Ritz was born in the Swiss village of Niederwald, the youngest of 13 children in a poor peasant family.[1] At the age of twelve he was sent as a boarder to the Jesuit college at Sion, and at fifteen, having shown only vaguely artistic leanings, was apprenticed as a sommelier at a hotel in Brig.[2] While working there as an apprentice wine waiter he was dismissed by the patron of the hotel from his position, saying, "You'll never make anything of yourself in the hotel business. It takes a special knack, a special flair, and it's only right that I tell you the truth—you haven't got it.[3] He returned briefly to the Jesuits as a sacristan, then left to seek his fortune in Paris at the time of the 1867 Universal Exhibition.[2]
Ritz's formative five years in Paris, including the siege of 1870-1 during the Franco-Prussian War, gave him sufficient polish and confidence to transform himself from a waiter and general factotum into a maître d'hôtel, manager, and eventually hotelier.[2] After a short stint working at the Hotel de la Fidélité, he worked as a waiter in a workman's bistro and took a position in a prix fixe restaurant, where he was later sacked for breaking too many dishes in his desire to work briskly.[4] He worked his way up from assistant waiter to restaurant manager of a restaurant on the corner of Rue Royale and Rue Saint-Honore, before working at the the high-class Restaurant Voisin between 1869 and 1872.[2] Here he waited on the likes of Sarah Bernhardt, George Sand, Edmond de Goncourt, Théophile Gautier, and Alexandre Dumas,[4] learned the essentials of his trade from the owner, Bellenger, and served up dishes such as elephant's trunk in sauce chasseur as supplies of fresh meat dwindled during the siege and zoo animals took their place.[2]
In 1872, Ritz became floor waiter of the Hôtel Splendide in Paris, which was one of the most lavish hotels in Europe at the time,[5] where he met many rich, self-made Americans as guests who had a profound effect on him.[2] In 1873 he was a waiter in Vienna at the time of the International Exhibition, by which time he had begun to acquire a considerable knowledge of the industry and the culinary preferences of esteemed people such as the Prince of Wales.[2][5] In the winter of that year his astonishing career in hotel management began when he undertook the direction of the restaurant at the Grand Hôtel in Nice.[2] He once stated that his "years of wandering in the wake of a migratory society had begun".[6] One incident when the central heating packed up and Ritz went out of his way to accommodate the guests and compensate was noticed by Colonel Max Phyffer, the designer of the Grand Hôtel National in Lucerne, who noted his efficiency in a scrapbook.
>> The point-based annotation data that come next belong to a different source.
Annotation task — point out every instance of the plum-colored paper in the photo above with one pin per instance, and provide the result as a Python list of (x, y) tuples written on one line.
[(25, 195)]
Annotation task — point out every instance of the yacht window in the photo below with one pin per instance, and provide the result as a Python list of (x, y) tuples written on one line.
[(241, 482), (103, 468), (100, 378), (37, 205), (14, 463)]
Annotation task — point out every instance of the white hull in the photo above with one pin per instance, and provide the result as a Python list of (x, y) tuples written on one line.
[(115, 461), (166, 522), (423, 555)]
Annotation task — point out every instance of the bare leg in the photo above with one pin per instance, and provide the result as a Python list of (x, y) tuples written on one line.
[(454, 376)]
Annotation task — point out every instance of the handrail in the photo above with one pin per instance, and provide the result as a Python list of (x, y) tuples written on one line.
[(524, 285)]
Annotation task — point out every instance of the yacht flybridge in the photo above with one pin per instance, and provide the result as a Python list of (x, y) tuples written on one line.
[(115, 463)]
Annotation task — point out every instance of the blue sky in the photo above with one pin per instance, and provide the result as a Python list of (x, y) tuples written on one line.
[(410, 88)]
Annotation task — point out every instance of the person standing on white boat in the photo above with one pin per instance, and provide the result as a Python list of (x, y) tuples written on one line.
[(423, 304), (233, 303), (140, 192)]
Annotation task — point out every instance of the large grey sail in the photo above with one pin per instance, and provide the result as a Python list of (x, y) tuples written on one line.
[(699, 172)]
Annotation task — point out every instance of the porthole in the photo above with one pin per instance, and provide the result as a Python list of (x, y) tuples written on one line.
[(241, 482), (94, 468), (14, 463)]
Regular moves then followed, usually twice a year just ahead of the migration of the international tourist set from the hotels of Nice or San Remo in winter to Swiss mountain resorts such as Rigi-Kulm and Lucerne in summer.[2] He had a period working as the maître d'hôtel of the Grand Hôtel in Locarno on the Lake Maggiore, a difficult period given the eccentricities of its alcoholic manager who lived on a diet of raw ham, bread and wine and had a habit of disturbing the guests, ringing bells at 5 am and chasing his wife through the corridors with an army pistol. Ritz meekly commented that "I did what I could to pacify the clients" in the circumstances.[6]